Turk J Pediatr. 2013 May-Jun;55(3):315-8.
The systemic autoinflammatory diseases are inflammatory disorders characterized by uncontrolled inflammation of the innate immune system. A common monogenic autoinflammatory disease is familial Mediterranean fever (FMF), associated with mutations in the MEFV gene. Another autoinflammatory disease group is cryopyrin-associated periodic syndromes (CAPS), which are characterized by urticarial rash and mutations of the gene NLRP. Systemiconset juvenile idiopathic arthritis (soJIA) is classified as a multifactorial autoinflammatory disease. We report two cases of systemic autoinflammatory disease with homozygous E148Q mutation in the FMF gene. They had unusual features, such as urticarial rash, non-erysipeloid erythema, lymphadenopathy, and hepatosplenomegaly, and neurological findings in one. These patients met the "definition" criteria for FMF with two mutations in the MEFV gene. They fit the "description" criteria for CAPS with their fever, urticaria, and other clinical features. They also met the "classification" criteria for soJIA, with the fever, rash, arthritis, and accompanying systemic features.

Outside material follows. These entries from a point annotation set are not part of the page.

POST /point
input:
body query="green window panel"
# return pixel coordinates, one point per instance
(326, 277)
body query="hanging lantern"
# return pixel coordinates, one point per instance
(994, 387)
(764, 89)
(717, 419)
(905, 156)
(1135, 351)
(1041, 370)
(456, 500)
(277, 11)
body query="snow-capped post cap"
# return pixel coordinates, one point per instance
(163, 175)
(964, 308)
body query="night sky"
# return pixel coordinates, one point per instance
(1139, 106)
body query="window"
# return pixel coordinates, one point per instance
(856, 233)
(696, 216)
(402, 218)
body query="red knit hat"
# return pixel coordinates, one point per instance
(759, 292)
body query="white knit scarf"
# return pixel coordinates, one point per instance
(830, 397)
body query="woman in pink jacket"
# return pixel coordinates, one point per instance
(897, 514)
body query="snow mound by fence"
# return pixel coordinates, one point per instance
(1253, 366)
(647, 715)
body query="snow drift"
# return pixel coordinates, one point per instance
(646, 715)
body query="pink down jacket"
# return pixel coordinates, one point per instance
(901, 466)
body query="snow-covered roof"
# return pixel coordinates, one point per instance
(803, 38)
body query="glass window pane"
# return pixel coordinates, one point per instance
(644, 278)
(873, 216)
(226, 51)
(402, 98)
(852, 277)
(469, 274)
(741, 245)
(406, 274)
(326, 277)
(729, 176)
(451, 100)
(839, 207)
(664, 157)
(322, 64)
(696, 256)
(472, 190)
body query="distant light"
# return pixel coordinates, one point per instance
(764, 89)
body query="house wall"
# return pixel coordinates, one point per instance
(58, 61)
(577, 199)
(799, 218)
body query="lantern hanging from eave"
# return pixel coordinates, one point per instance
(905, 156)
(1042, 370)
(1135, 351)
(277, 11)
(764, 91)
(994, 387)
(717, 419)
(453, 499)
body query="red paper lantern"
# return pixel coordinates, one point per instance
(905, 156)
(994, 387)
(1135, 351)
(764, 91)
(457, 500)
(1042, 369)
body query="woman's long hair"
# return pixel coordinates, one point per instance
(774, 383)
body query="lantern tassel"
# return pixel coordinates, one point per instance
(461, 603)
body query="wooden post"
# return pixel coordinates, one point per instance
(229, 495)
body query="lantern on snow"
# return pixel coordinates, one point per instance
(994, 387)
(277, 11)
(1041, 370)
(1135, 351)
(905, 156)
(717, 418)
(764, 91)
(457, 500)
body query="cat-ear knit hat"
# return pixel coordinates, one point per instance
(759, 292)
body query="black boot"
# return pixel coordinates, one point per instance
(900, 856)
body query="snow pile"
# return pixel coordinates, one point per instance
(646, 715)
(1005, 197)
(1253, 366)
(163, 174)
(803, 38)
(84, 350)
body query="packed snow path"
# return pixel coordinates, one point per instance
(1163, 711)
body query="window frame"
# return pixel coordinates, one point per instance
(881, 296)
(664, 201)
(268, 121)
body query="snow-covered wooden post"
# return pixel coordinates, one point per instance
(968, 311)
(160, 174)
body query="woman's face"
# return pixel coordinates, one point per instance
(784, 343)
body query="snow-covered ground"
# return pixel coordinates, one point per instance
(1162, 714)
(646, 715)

系统性自身炎症性疾病是一类以先天性免疫系统不受控制的炎症为特征的炎症性疾病。一种常见的单基因自身炎症性疾病是家族性地中海热(FMF),与MEFV基因突变有关。另一类自身炎症性疾病是冷吡啉相关周期性综合征(CAPS),其特征为荨麻疹样皮疹和NLRP基因突变。系统性起病的幼年特发性关节炎(soJIA)被归类为多因素自身炎症性疾病。我们报告了两例FMF基因发生纯合E148Q突变的系统性自身炎症性疾病病例。他们具有不寻常的特征,如荨麻疹样皮疹、非丹毒样红斑、淋巴结病和肝脾肿大,其中一例还有神经系统表现。这些患者符合MEFV基因有两个突变的FMF“定义”标准。他们的发热、荨麻疹及其他临床特征符合CAPS的“描述”标准。他们也符合soJIA的“分类”标准,有发热、皮疹、关节炎及伴随的全身特征。